Obligatory and Optional Memorials on September 4:
- Marcellus and Valerian, martyrs;
- Marinus;
- Boniface I, pope;
- Ultan of Ardbraccan, bishop;
- Ida of Herzfeld, widow;
- Rosalia, virgin;
- Rose of Viterbo, virgin
St. Marcellus (d. ca. 178 A.D.) was a priest at Lyons when the persecutions of Christians was launched in 177 A.D. He was imprisoned but managed to escape together with a fellow prisoner named Valerian. He sheltered in a home of a pagan whom he converted to the faith. Marcellus then met Priscus, a governor, who invited him to his home. But when Priscus began preparing for the rituals to their pagan gods, Marcellus refused to join. Priscus thus had him buried to his waist near Chalon-sur-Saone and he died three days later. Valerian was recaptured and beheaded at Tournus.

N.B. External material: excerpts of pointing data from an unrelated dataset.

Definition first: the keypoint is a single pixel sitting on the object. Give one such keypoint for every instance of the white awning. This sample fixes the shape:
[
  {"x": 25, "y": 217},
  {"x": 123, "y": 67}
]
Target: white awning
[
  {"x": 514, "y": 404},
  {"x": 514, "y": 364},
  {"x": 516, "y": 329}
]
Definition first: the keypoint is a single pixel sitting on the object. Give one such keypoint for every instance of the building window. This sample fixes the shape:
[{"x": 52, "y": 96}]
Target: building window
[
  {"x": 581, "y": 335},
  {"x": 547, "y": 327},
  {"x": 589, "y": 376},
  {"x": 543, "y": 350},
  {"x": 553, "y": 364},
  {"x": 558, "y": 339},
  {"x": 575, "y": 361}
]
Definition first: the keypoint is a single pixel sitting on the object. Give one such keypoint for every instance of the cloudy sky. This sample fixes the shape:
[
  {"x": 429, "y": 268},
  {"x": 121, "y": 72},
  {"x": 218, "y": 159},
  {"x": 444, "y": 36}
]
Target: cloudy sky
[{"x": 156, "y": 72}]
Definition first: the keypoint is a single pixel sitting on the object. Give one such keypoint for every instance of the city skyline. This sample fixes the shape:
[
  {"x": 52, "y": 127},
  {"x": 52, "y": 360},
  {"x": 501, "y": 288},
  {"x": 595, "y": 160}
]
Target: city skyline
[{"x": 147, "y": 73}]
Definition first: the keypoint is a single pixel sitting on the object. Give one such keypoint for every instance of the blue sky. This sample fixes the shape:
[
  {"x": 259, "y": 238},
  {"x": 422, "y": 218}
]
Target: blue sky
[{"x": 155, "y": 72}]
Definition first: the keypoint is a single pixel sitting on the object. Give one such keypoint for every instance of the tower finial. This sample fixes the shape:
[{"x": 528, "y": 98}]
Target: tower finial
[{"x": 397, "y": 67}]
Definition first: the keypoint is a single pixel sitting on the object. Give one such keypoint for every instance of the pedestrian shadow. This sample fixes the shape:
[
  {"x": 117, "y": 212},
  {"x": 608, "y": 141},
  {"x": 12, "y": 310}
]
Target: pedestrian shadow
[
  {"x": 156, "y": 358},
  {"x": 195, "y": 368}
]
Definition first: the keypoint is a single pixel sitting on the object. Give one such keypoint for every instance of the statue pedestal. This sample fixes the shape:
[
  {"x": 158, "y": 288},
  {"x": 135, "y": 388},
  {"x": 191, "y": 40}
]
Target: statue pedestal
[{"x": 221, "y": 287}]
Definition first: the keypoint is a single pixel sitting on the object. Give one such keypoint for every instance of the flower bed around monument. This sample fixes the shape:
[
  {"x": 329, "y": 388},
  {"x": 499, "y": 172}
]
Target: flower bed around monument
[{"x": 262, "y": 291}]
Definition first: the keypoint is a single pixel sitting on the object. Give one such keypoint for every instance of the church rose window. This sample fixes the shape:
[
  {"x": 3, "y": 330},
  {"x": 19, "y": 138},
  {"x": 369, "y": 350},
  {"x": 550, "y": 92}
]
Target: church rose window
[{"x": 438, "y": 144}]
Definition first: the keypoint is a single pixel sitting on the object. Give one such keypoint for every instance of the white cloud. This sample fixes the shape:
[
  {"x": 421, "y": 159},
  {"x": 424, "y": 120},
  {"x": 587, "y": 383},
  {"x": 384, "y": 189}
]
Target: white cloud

St. Marinus (4th century A.D.) was born in Dalmatia and became a stonemason together with St. Leo, a fellow stonemason. They converted many who were sentenced to labor in the quarries in which they worked. Leo soon became a priest and Marinus a deacon. When Marinus was accused by a Dalmatian woman of being the husband who deserted her, Marinus fled into the mountains and became a hermit. A monastery grew up around his hermitage. This area grew to what is now San Marino - a tiny republic in Europe.